Laszlo Agocs

Qt Weekly #28: Qt and CUDA on the Jetson TK1

Published Tuesday March 3rd, 2015
7 Comments on Qt Weekly #28: Qt and CUDA on the Jetson TK1
Posted in Compilers, Embedded, Graphics, OpenGL, QPA

NVIDIA’s Jetson TK1 is a powerful development board based on the Tegra K1 chip. It comes with a GPU capable of OpenGL 4.4, OpenGL ES 3.1 and CUDA 6.5. From Qt’s perspective this is a somewhat unorthodox embedded device because its customized Linux system is based on Ubuntu 14.04 and runs the regular X11 environment. Therefore the approach that is typical for low and medium-end embedded hardware, running OpenGL-accelerated Qt apps directly on the framebuffer using the eglfs platform plugin, will not be suitable.
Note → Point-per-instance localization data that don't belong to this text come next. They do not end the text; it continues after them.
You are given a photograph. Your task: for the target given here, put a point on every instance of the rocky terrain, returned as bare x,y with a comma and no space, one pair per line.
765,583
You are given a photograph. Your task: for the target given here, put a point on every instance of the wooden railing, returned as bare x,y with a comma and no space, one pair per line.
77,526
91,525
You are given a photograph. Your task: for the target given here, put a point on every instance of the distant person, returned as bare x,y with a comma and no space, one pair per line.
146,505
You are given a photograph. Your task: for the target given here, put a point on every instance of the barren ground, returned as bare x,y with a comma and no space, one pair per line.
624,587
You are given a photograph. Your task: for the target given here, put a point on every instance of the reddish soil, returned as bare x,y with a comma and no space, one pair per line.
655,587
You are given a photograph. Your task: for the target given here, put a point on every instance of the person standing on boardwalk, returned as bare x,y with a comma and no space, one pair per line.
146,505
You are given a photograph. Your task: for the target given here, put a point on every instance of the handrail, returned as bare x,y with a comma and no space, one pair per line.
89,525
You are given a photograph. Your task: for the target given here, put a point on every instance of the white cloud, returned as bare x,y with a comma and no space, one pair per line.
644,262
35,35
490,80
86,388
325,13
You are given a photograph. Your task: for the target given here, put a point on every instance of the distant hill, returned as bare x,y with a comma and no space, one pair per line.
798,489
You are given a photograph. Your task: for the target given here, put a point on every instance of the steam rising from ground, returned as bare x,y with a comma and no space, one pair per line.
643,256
In addition, the ability to do hardware-accelerated computing using CUDA is very interesting, especially when it comes to interoperating with OpenGL. Let’s take a look at how CUDA code can be integrated with a Qt-based application.

Jetson TK1

The board

Building Qt

This board is powerful enough to build everything on its own without any cross-compilation. Configuring and building Qt is no different than in any desktop Linux environment. One option that needs special consideration however is -opengl es2 because Qt can be built either in a GLX + OpenGL or EGL + OpenGL ES configuration.

For example, the following configures Qt to use GLX and OpenGL:

configure -release -nomake examples -nomake tests

while adding -opengl es2 requests the usage of EGL and OpenGL ES:

configure -release -opengl es2 -nomake examples -nomake tests

If you are planning to run applications relying on modern, non-ES OpenGL features, or use CUDA, then go for the first. If you however have some existing code from the mobile or embedded world relying on EGL or OpenGL ES then it may be useful to go for #2.
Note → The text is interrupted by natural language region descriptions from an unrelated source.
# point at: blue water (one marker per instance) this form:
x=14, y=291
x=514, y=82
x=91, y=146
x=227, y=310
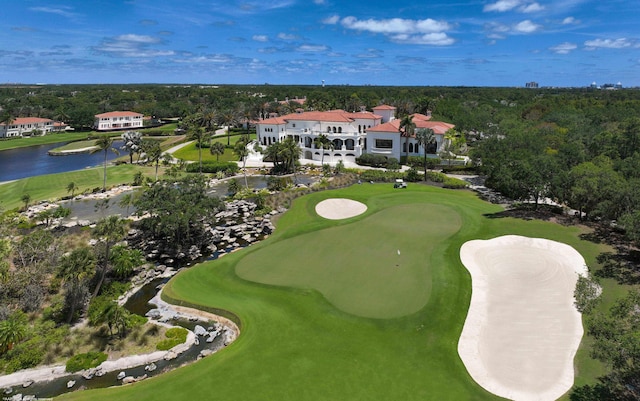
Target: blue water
x=34, y=160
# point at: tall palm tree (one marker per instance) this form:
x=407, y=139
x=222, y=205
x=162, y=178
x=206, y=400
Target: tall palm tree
x=74, y=269
x=322, y=141
x=242, y=152
x=229, y=118
x=424, y=137
x=407, y=128
x=217, y=148
x=105, y=143
x=12, y=331
x=109, y=231
x=72, y=187
x=26, y=199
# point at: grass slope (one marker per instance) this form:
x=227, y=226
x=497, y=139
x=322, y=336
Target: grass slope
x=54, y=186
x=295, y=345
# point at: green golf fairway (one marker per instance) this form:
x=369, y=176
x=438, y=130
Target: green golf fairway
x=376, y=267
x=327, y=315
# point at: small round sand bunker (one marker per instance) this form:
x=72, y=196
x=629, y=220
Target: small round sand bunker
x=522, y=330
x=340, y=208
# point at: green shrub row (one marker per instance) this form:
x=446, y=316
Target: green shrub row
x=213, y=167
x=175, y=336
x=85, y=361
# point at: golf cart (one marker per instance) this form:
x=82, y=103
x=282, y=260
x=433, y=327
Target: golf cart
x=400, y=183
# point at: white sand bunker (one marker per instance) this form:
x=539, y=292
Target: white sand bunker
x=340, y=208
x=522, y=330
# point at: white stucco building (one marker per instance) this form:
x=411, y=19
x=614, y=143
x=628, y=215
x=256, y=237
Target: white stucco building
x=118, y=120
x=26, y=125
x=352, y=134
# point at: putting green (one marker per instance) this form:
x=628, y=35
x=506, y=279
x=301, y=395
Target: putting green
x=377, y=267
The default platform plugin will be xcb, so running Qt apps without specifying the platform plugin will work just fine. This is the exact same plugin that is used on any ordinary X11-based Linux desktop system.

Vsync gotchas

Once the build is done, you will most likely run some OpenGL-based Qt apps. And then comes the first surprise: applications are not synchronized to the vertical refresh rate of the screen.

When running for instance the example from qtbase/examples/opengl/qopenglwindow, we expect a nice and smooth 60 FPS animation with the rendering thread throttled appropriately. This unfortunately isn’t the case. Unless the application is fullscreen. Therefore many apps will want to replace calls like show() or showMaximized() with showFullScreen(). This way the thread is throttled as expected.
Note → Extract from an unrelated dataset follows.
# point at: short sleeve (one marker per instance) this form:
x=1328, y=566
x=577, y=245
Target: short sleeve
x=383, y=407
A further surprise may come in QWidget-based applications when opening a popup or a dialog. Unfortunately this also disables synchronization, even though the main window still covers the entire screen. In general we can conclude that the standard embedded recommendation of sticking to a single fullscreen window is very valid for this board too, even when using xcb, although for completely different reasons.


After installing CUDA, the first and in fact the only challenge is to tackle the integration of nvcc with our Qt projects.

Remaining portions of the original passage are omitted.